# Reshaping Convex Polyhedra

Given a convex polyhedral surface P, we define a tailoring as excising from P a simple polygonal domain that contains one vertex v, and whose boundary can be sutured closed to a new convex polyhedron via Alexandrov's Gluing Theorem. In particular, a digon-tailoring cuts off from P a digon containing v, a subset of P bounded by two equal-length geodesic segments that share endpoints, and can then zip closed. In the first part of this monograph, we primarily study properties of the tailoring operation on convex polyhedra. We show that P can be reshaped to any polyhedral convex surface Q a subset of conv(P) by a sequence of tailorings.
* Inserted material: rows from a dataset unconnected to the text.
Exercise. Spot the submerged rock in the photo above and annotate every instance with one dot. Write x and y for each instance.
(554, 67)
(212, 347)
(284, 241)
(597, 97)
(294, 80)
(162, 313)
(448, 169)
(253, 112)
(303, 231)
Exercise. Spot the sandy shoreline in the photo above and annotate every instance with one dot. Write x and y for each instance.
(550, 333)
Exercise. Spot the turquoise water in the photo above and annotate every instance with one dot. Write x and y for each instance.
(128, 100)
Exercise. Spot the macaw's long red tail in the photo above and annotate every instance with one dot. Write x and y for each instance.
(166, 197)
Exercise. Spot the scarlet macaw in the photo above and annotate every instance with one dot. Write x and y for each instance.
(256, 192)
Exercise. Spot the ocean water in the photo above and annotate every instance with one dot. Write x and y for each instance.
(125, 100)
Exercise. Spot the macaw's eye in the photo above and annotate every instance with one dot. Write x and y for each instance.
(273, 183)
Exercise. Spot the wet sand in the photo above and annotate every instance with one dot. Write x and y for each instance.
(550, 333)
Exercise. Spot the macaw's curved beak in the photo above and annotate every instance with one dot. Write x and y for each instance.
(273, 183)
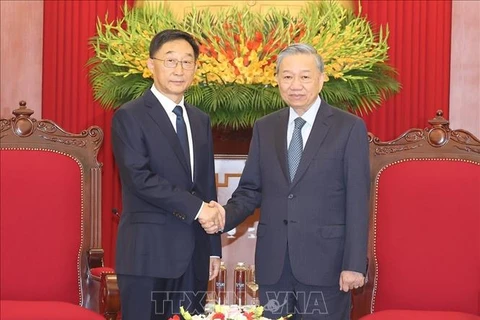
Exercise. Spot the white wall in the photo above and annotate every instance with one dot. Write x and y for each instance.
(465, 67)
(21, 25)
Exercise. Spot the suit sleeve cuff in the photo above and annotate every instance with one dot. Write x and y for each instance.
(200, 210)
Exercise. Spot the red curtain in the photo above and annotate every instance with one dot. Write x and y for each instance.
(420, 51)
(67, 94)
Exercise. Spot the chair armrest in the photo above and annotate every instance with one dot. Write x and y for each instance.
(109, 297)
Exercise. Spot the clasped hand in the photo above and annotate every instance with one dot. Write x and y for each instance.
(212, 217)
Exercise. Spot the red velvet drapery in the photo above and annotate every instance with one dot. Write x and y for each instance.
(67, 94)
(419, 50)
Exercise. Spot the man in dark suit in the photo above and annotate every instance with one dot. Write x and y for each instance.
(308, 171)
(164, 150)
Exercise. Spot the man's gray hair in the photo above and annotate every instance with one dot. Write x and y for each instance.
(299, 48)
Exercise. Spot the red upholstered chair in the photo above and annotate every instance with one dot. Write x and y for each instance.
(424, 246)
(51, 260)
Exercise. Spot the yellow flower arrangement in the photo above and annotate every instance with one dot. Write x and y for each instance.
(235, 79)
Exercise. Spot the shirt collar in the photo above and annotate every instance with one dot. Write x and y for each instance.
(308, 116)
(167, 103)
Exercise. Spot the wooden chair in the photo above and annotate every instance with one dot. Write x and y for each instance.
(50, 233)
(424, 242)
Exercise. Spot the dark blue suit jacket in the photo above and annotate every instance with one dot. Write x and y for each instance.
(157, 235)
(323, 213)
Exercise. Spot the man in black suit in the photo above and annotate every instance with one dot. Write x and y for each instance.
(308, 171)
(164, 150)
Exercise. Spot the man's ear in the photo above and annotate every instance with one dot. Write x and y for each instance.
(321, 81)
(150, 65)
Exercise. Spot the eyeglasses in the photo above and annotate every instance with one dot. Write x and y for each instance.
(172, 63)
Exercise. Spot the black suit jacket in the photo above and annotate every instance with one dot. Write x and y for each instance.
(323, 213)
(158, 235)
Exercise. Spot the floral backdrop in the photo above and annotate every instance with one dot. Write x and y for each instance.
(235, 81)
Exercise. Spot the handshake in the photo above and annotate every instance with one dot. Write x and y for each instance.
(212, 217)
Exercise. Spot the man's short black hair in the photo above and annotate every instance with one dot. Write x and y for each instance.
(171, 35)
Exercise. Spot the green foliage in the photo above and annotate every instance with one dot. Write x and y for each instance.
(235, 81)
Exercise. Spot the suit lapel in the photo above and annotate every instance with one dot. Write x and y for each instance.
(315, 139)
(158, 114)
(281, 141)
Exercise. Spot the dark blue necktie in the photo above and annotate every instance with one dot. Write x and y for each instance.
(295, 149)
(182, 133)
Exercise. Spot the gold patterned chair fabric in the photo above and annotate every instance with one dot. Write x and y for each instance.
(51, 263)
(424, 240)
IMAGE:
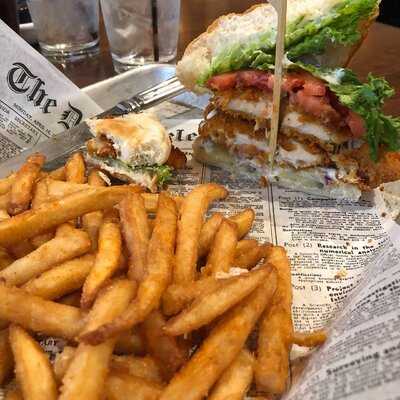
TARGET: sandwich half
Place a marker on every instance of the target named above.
(334, 139)
(134, 148)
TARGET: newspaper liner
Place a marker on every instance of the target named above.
(345, 262)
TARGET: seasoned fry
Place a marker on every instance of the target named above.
(176, 297)
(59, 189)
(49, 215)
(107, 262)
(221, 347)
(75, 169)
(91, 222)
(192, 211)
(73, 299)
(6, 357)
(244, 246)
(159, 266)
(53, 252)
(5, 200)
(6, 183)
(5, 259)
(244, 221)
(170, 355)
(88, 369)
(142, 367)
(252, 257)
(38, 315)
(21, 191)
(310, 339)
(205, 309)
(40, 194)
(276, 331)
(31, 363)
(207, 233)
(14, 394)
(236, 379)
(121, 386)
(62, 279)
(58, 174)
(130, 343)
(222, 253)
(21, 249)
(135, 229)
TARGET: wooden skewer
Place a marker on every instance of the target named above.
(281, 8)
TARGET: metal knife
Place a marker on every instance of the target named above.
(59, 146)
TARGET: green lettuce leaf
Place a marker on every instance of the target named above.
(304, 37)
(162, 172)
(366, 99)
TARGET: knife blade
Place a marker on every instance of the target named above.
(60, 146)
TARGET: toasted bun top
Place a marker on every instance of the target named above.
(139, 139)
(256, 25)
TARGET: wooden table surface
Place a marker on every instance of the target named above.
(379, 54)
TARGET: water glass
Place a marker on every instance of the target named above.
(65, 27)
(141, 31)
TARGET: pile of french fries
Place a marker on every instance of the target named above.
(153, 300)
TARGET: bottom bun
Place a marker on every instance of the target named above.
(311, 180)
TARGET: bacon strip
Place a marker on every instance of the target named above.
(303, 89)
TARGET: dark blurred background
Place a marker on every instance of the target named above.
(390, 12)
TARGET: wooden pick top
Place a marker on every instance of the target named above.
(280, 7)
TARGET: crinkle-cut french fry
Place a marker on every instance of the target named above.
(87, 372)
(5, 259)
(75, 169)
(176, 297)
(151, 200)
(40, 194)
(244, 246)
(21, 191)
(32, 367)
(4, 215)
(166, 349)
(158, 273)
(276, 330)
(310, 339)
(5, 200)
(120, 386)
(58, 174)
(244, 221)
(21, 249)
(73, 299)
(6, 183)
(236, 379)
(52, 214)
(59, 189)
(130, 343)
(61, 279)
(252, 257)
(53, 252)
(135, 229)
(13, 394)
(6, 357)
(220, 258)
(207, 233)
(142, 367)
(192, 211)
(91, 222)
(39, 315)
(207, 308)
(221, 347)
(106, 263)
(40, 240)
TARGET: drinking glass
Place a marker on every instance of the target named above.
(141, 31)
(65, 27)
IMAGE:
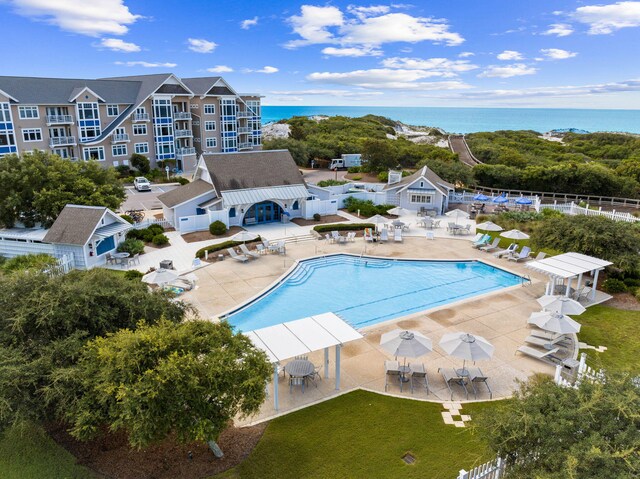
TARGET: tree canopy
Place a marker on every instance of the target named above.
(38, 185)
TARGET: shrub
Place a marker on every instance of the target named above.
(343, 227)
(217, 228)
(160, 240)
(613, 286)
(131, 246)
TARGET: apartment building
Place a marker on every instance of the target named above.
(160, 116)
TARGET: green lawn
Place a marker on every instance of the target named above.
(364, 435)
(32, 454)
(616, 329)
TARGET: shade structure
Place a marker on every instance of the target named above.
(489, 226)
(160, 276)
(561, 305)
(409, 344)
(554, 322)
(515, 234)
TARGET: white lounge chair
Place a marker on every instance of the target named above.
(238, 257)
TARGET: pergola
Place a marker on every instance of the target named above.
(303, 336)
(568, 266)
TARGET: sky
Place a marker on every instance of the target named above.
(489, 53)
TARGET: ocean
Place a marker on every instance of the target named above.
(469, 120)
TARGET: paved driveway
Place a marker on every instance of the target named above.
(145, 200)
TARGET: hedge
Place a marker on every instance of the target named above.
(223, 246)
(342, 227)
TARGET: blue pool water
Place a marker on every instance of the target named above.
(366, 291)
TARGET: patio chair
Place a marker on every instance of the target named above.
(476, 376)
(392, 374)
(451, 377)
(247, 253)
(238, 257)
(419, 377)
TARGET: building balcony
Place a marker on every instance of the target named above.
(59, 120)
(183, 134)
(120, 138)
(62, 141)
(137, 117)
(182, 115)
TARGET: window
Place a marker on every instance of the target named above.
(32, 134)
(141, 148)
(421, 198)
(28, 112)
(119, 150)
(93, 153)
(140, 129)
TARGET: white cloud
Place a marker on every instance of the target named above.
(509, 55)
(559, 30)
(220, 69)
(557, 53)
(604, 19)
(250, 22)
(118, 45)
(86, 17)
(507, 71)
(352, 52)
(200, 45)
(147, 64)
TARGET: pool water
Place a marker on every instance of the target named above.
(365, 291)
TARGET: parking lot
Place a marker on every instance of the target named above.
(145, 200)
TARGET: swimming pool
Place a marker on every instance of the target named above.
(365, 291)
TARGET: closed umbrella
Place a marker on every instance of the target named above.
(466, 347)
(561, 305)
(554, 322)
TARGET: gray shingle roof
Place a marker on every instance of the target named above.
(75, 225)
(253, 169)
(185, 193)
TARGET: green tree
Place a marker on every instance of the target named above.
(36, 186)
(552, 432)
(190, 379)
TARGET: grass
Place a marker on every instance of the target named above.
(364, 435)
(29, 453)
(617, 330)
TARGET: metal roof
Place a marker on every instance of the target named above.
(568, 265)
(302, 336)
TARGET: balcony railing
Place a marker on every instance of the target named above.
(183, 134)
(140, 117)
(119, 138)
(62, 141)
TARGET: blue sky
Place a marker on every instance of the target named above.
(437, 53)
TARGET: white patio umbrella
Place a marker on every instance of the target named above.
(467, 347)
(160, 276)
(489, 226)
(554, 322)
(515, 234)
(561, 305)
(409, 344)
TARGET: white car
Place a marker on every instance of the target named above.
(142, 184)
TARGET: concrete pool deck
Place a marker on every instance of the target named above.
(501, 317)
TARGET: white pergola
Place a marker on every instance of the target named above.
(568, 266)
(302, 336)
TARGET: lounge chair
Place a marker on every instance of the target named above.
(451, 377)
(247, 253)
(238, 257)
(392, 374)
(522, 256)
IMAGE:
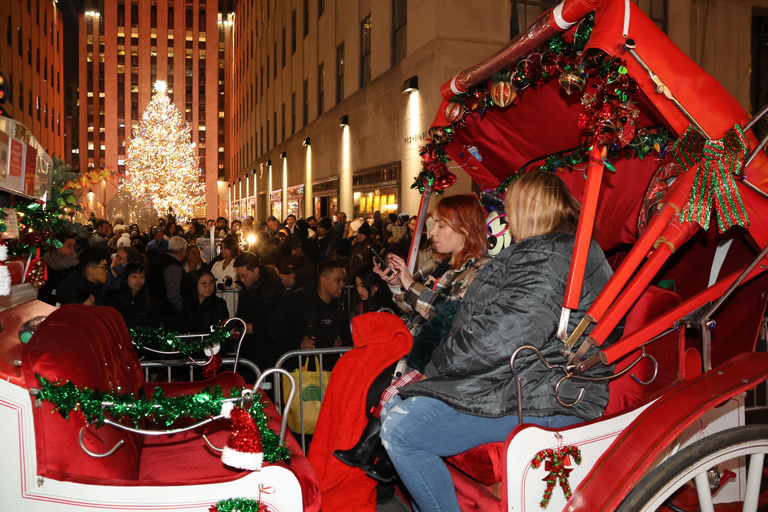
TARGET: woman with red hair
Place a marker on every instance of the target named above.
(428, 301)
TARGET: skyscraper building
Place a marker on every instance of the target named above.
(31, 61)
(125, 47)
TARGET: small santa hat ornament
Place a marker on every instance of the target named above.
(243, 449)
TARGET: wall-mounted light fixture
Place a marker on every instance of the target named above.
(410, 85)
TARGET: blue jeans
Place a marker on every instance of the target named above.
(419, 431)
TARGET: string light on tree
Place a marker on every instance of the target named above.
(163, 169)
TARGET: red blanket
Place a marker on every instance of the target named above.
(380, 340)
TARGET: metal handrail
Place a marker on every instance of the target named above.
(173, 363)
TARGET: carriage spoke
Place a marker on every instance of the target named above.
(754, 478)
(704, 492)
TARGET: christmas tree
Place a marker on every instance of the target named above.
(163, 170)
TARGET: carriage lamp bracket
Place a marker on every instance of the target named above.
(659, 85)
(568, 370)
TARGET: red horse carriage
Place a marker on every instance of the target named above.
(674, 187)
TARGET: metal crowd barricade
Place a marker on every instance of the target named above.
(277, 383)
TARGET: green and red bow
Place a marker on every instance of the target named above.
(719, 160)
(556, 461)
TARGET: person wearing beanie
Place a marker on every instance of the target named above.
(123, 241)
(361, 249)
(165, 282)
(327, 239)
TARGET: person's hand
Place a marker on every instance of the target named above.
(403, 274)
(308, 343)
(386, 274)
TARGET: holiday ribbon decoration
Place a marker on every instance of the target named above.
(718, 161)
(556, 461)
(159, 409)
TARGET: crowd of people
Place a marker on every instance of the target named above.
(284, 279)
(467, 312)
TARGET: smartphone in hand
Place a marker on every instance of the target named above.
(381, 261)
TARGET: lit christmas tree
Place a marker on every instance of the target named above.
(163, 170)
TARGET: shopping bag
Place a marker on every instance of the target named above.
(308, 395)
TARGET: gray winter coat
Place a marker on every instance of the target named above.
(516, 300)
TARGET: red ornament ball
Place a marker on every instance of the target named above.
(503, 93)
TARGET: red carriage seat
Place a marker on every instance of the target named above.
(478, 472)
(91, 347)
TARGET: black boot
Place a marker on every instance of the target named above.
(364, 452)
(382, 470)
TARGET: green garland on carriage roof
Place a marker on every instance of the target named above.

This investigation uncovered previously unexplored topics, including a notion of unfolding of Q onto P–cutting up Q into pieces pasted non-overlapping onto P. In the second part of this monograph, we study vertex-merging processes on convex polyhedra (each vertex-merge being in a sense the reverse of a digon-tailoring), creating embeddings of P into enlarged surfaces. We aim to produce non-overlapping polyhedral and planar unfoldings, which led us to develop an apparently new theory of convex sets, and of minimal length enclosing polygons, on convex polyhedra. All our theorem proofs are constructive, implying polynomial-time algorithms.